14Wie weet, Hij mocht Zich wenden en berouw hebben; en Hij mocht een zegen achter Zich overlaten tot spijsoffer en drankoffer voor den Heere, uw God.
 Wie weet, Hiermede trekt de profeet geenszins in twijfel of God de oprecht boetvaardige zondaars in genade wil ontvangen, de zonden vergeven en de zaligheid schenken, [dat de Schriftuur overal buiten twijfel stelt] maar Hij geeft met deze manier van spreken te kennen dat Hij de hoop heeft en wenst dat zij zich mogen bekeren, en dat God alsdan deze zware tijdelijke plaag zal afwenden, verachten, matigen, enz., gelijk het volgende uitwijst; waarin God met de zijnen handelt naar Zijn Vaderlijk welbehagen, zoals Hij verstaat te dienen tot zijne eer en de zaligheid der boetvaardigen. Ook gaat de profeet met deze grove zondaars bij trappen, eerst hun hoop gevende van vermindering der straffen, daarna op het voltrekken van de daad der boetvaardigheid, hen daarvan verzekerende, vs.18,19, enz., welke voorzienigheid Gods dienstknechten in zulk een geval navolgen. Verg. Jos 14:12 ; Est 4:14 ; Lam 3:29 ; Amo 5:15 ; Jon 3:9 ; Zep 2:3 .
,
 zegen Van gewas en landvruchten, dat niet alles bedorven worde. Alzo worden tijdelijke gaven een zegen des Heeren genoemd, Gen 39:5 ; Lev 25:21 ; Isa 65:8 ; Hag 2:20 ; zie ook Gen 12:2 , en Gen 33:11 ; 2Ki 18:31 .
,
 Zich overlaten Als hij door het land met zijn oordeel zal doortrekken; verg. Exo 12:12 ; Amo 5:17 ; idem Psa 65:12 , met de aantekening. Anders: achter hetzelce, te weten, heirleger, of tevoren beschreven volk, dat ongedierte, dat door het land doortrekken zal, zulks dat er nog wat overblijve, waarvan men spijsoffer enz. kan offeren.
,
 spijsoffer en drankoffer Zie boven 1:9.
15Blaast de bazuin te Sion, heiligt een vasten, roept een verbodsdag uit.
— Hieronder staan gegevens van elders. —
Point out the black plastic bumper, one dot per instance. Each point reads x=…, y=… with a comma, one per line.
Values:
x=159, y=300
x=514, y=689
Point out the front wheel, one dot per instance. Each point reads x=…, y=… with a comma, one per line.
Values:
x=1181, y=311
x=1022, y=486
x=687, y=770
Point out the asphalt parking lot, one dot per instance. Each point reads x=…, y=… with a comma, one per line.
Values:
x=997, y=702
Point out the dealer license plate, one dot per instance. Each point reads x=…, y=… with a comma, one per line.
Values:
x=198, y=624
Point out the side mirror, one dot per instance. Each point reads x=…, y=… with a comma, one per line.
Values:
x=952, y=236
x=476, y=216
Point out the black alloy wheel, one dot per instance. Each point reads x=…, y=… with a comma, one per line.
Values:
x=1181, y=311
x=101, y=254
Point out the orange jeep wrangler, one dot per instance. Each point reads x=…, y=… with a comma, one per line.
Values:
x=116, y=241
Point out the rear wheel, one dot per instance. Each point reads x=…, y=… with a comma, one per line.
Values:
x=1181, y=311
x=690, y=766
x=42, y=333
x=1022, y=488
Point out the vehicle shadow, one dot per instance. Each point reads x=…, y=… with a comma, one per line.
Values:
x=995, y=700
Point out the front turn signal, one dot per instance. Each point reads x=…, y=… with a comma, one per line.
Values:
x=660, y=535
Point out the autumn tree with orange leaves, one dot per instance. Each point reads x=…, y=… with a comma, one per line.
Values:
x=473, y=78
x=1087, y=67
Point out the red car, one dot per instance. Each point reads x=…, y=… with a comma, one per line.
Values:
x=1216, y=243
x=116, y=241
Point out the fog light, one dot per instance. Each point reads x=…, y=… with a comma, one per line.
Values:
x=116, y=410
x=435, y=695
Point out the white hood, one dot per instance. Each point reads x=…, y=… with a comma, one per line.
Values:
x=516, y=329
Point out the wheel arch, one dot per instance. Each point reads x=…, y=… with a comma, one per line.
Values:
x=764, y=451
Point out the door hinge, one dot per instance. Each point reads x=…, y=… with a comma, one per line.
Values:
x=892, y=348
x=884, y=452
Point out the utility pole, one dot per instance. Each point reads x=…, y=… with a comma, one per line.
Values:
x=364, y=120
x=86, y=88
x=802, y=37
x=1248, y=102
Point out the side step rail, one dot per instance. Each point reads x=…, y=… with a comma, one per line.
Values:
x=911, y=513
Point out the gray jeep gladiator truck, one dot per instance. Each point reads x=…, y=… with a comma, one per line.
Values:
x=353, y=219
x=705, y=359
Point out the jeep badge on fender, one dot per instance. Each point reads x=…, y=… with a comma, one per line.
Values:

 Blaast de bazuin te Sion, Zie vs.1.
,
 heiligt een vasten, Zie boven 1:14.
,
 verbodsdag uit Gelijk boven 1:14.
16Verzamelt het volk, heiligt de gemeente, vergadert de oudsten, verzamelt de kinderkens, en die de borsten zuigen; de bruidegom ga uit zijn binnenkamer, en de bruid uit haar slaapkamer.
 heiligt de gemeente, Zie Exo 19:10 .
,
 oudsten, Die met hun goed voorbeeld den jongen behoren voor te gaan, en anders doende en gedaan hebbende, de oorzaak worden van een algemeen verderf.
,
 kinderkens, Zie Psa 8:3 . Dit diende om de ouders door het aanschouwen van hun jonge kinderen [die ook leden der gemeente en Gods bondgenoten waren] te krachtiger van hunne schuld te overtuigen en tot deernis en boetvaardigheid bewegen, dewijl de onmondige kindertjes, in deze algemene landplaag, door der ouders zware zonden veroorzaakt, mede moesten lijden, zelfs ook de beesten, zie Joe 1:18 ; idem, om God den algemenen nood en ellende der jongen en ouden, alle leden van zijn volk, met boetvaardige bewegingen als voor zijne ogen in zijn huis, te tomen; verg. 2Ch 20:13 , en Jon 3:7 ; alwaar ook de beesten in dezen tot dergelijk einde betrokken worden.
,
 bruidegom Stelt alle ook anderzins geoorloofde, vreugde en vermaak ter zijde, en begeeft u tot vasten en bidden. Verg. 1Co 7:5 .
,
 slaapkamer Of, bruidkamer, verdek, vertrek.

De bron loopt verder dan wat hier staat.